O estranhamento se deu porque, normalmente, as pessoas fazem o caminho contrário, ou seja, saem da Zona Norte e vão para a Zona Sul. Fiz o inverso porque morei 28 anos na Gávea de aluguel e quis ter minha casa própria. Como não tinha dinheiro para comprar um imóvel na Gávea, comprei em São Cristóvão, num condomínio novo. O bairro é um lugar histórico, merecia um outro olhar. Me apaixonei pelo lugar e não quero mais sair de lá.

Você está com 67 anos. Como lida com o passar do tempo?
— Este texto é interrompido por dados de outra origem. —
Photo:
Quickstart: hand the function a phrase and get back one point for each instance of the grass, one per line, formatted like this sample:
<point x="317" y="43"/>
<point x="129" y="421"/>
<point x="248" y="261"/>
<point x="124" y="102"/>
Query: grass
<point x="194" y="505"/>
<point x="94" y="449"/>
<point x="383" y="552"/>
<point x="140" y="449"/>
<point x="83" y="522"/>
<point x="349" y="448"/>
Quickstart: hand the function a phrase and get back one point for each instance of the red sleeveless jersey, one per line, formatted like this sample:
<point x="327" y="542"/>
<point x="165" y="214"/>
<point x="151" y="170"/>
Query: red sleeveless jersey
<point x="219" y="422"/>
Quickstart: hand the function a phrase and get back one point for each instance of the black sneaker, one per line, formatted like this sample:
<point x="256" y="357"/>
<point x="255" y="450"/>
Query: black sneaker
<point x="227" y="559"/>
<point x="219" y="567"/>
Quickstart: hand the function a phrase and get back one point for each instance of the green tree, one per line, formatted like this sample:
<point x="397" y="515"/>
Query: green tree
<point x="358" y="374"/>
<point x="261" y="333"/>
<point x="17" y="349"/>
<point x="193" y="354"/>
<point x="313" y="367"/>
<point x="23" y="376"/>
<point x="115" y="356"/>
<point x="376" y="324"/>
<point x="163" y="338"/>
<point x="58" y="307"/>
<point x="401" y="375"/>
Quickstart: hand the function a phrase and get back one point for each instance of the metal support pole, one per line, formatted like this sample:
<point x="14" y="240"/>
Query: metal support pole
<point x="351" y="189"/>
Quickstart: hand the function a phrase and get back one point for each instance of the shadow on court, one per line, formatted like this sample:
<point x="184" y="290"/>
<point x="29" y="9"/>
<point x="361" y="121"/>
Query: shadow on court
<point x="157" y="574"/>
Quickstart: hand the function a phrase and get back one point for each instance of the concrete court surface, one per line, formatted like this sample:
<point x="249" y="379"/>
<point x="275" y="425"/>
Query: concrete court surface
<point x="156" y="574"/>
Minha idade é maravilhosa, o que me incomoda é ser chamada de velhinha. Quando se referem a mim e a Nicette (Bruno) como as velhinhas de “Pega pega”, fico com raiva, grilada. Não me sinto uma velhinha, eu não encaretei. Pertenço a uma juventude hippie, livre, que discutiu valores, como a liberdade sexual. Minha geração não se encaixa no estereótipo do idoso. Sou aberta para a modernidade, e Prazeres também! Ela é, inclusive, erotizada e tem fantasias sexuais. O idoso deve ter liberdade para namorar, para ter fantasias sexuais. E, se não tiver vontade de ter vida sexual, também não é pecado.

Você está namorando?

Estou solteira. Eu me casei, me separei, tive namorados… Não sou obcecada por esse assunto como a Prazeres (risos). Se aparecer alguém que seja bacana, tudo bem. O bom da terceira idade é não ter mais que dar satisfação para ninguém. Já criei meus filhos (a atriz é mãe de Letícia, de 37 anos, Lourenço, de 27, e avó de Augusto, de 5), cumpri várias missões, está tudo certo!
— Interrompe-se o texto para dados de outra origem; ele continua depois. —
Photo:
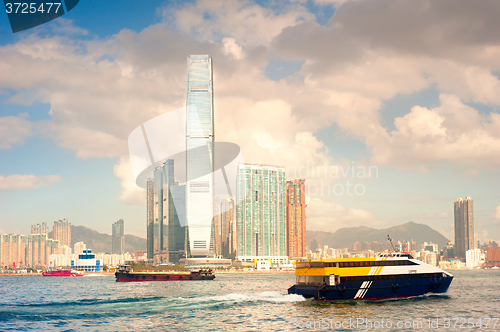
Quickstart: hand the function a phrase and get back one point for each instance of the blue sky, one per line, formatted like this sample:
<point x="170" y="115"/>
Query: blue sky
<point x="295" y="84"/>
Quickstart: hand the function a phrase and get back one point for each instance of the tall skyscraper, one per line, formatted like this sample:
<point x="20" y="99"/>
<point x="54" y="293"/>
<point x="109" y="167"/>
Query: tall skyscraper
<point x="464" y="226"/>
<point x="199" y="155"/>
<point x="62" y="231"/>
<point x="160" y="215"/>
<point x="150" y="204"/>
<point x="175" y="209"/>
<point x="226" y="224"/>
<point x="296" y="218"/>
<point x="118" y="238"/>
<point x="261" y="215"/>
<point x="165" y="210"/>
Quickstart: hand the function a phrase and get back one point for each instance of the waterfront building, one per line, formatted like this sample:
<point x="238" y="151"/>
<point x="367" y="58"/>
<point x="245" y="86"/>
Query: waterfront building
<point x="79" y="247"/>
<point x="12" y="250"/>
<point x="118" y="238"/>
<point x="226" y="224"/>
<point x="492" y="257"/>
<point x="86" y="262"/>
<point x="464" y="226"/>
<point x="40" y="229"/>
<point x="150" y="203"/>
<point x="27" y="250"/>
<point x="296" y="215"/>
<point x="261" y="213"/>
<point x="199" y="156"/>
<point x="62" y="231"/>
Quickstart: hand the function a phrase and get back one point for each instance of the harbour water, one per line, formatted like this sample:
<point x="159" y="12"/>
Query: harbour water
<point x="237" y="302"/>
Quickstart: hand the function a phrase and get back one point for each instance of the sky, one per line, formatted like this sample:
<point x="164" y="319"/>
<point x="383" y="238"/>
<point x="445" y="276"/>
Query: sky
<point x="388" y="109"/>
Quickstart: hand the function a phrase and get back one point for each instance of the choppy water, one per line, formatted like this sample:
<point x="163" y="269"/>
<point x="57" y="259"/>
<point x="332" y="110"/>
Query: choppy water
<point x="231" y="302"/>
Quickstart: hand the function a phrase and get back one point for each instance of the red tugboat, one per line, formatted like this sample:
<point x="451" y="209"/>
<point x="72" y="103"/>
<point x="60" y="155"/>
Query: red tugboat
<point x="124" y="273"/>
<point x="62" y="273"/>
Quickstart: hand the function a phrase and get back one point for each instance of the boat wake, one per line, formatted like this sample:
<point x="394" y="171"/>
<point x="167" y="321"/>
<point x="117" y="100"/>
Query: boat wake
<point x="182" y="303"/>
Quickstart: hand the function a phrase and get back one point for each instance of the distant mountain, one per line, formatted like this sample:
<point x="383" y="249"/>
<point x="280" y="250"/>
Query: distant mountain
<point x="344" y="237"/>
<point x="100" y="242"/>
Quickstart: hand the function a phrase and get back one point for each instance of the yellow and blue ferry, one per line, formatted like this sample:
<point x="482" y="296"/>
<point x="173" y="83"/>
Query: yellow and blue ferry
<point x="389" y="275"/>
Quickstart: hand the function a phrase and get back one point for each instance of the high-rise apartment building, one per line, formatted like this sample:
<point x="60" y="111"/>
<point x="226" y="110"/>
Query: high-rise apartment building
<point x="199" y="156"/>
<point x="224" y="228"/>
<point x="40" y="228"/>
<point x="118" y="238"/>
<point x="226" y="221"/>
<point x="296" y="218"/>
<point x="261" y="213"/>
<point x="62" y="231"/>
<point x="27" y="250"/>
<point x="464" y="226"/>
<point x="150" y="204"/>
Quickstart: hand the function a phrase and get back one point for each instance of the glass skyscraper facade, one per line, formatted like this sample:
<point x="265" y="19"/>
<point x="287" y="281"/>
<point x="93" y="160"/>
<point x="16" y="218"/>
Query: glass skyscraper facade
<point x="166" y="237"/>
<point x="261" y="213"/>
<point x="200" y="156"/>
<point x="464" y="226"/>
<point x="150" y="218"/>
<point x="296" y="218"/>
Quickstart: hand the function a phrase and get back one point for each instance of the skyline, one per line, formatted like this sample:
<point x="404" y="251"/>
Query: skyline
<point x="425" y="112"/>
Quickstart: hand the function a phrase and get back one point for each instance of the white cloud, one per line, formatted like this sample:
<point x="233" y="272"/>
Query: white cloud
<point x="100" y="90"/>
<point x="14" y="130"/>
<point x="246" y="21"/>
<point x="131" y="193"/>
<point x="452" y="132"/>
<point x="330" y="216"/>
<point x="17" y="181"/>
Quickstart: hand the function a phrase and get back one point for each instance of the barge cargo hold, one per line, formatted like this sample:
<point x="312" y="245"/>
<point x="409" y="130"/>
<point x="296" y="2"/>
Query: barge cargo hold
<point x="124" y="274"/>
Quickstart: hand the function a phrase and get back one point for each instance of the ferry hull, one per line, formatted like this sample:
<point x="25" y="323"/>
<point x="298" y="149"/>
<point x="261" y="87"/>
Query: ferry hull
<point x="129" y="277"/>
<point x="373" y="290"/>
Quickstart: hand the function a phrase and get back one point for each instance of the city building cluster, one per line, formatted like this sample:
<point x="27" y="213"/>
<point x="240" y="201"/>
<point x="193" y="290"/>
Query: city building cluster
<point x="188" y="223"/>
<point x="38" y="251"/>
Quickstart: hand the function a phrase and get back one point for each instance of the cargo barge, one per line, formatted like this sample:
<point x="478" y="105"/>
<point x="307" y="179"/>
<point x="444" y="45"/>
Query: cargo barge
<point x="62" y="273"/>
<point x="125" y="274"/>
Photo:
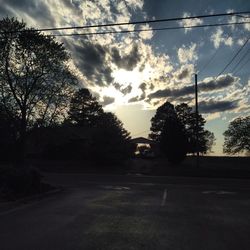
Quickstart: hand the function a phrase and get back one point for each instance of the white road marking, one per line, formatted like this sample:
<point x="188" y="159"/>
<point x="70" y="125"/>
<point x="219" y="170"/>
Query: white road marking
<point x="164" y="197"/>
<point x="218" y="192"/>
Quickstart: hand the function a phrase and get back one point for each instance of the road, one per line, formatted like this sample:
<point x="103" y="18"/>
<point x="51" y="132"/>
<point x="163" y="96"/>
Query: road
<point x="117" y="212"/>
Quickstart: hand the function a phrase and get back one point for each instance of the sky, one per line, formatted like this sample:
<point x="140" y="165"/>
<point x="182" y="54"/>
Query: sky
<point x="133" y="74"/>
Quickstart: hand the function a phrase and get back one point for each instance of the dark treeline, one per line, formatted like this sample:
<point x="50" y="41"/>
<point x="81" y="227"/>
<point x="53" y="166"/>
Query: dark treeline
<point x="43" y="111"/>
<point x="177" y="132"/>
<point x="45" y="114"/>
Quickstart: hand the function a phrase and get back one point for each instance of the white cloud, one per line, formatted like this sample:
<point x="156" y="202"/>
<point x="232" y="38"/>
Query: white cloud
<point x="190" y="22"/>
<point x="147" y="35"/>
<point x="186" y="54"/>
<point x="219" y="38"/>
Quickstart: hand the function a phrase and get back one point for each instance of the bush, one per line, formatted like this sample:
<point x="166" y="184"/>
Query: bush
<point x="19" y="181"/>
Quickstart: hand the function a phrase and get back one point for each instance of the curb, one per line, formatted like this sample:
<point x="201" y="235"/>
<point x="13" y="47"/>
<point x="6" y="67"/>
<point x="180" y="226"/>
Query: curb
<point x="11" y="206"/>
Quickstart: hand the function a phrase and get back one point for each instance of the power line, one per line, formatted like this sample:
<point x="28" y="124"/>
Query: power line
<point x="137" y="22"/>
<point x="241" y="59"/>
<point x="151" y="29"/>
<point x="236" y="54"/>
<point x="140" y="133"/>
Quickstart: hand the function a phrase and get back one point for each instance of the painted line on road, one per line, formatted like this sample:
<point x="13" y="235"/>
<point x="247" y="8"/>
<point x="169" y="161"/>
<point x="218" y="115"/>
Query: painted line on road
<point x="164" y="197"/>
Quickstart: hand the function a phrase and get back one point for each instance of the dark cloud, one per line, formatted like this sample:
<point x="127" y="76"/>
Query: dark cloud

Qual é o lado ruim de envelhecer?

A invisibilidade e a perda da credibilidade. Se minha internet cai e ligo para a operadora para pedir que consertem, a primeira coisa que perguntam, quando percebem na minha voz que tenho mais idade, é se o aparelho está ligado na tomada. Respondo: “É claro!”. Sem falar que as pessoas não ligam para o que o idoso pensa. É preciso ser forte e saber se colocar muito bem para ser ouvido.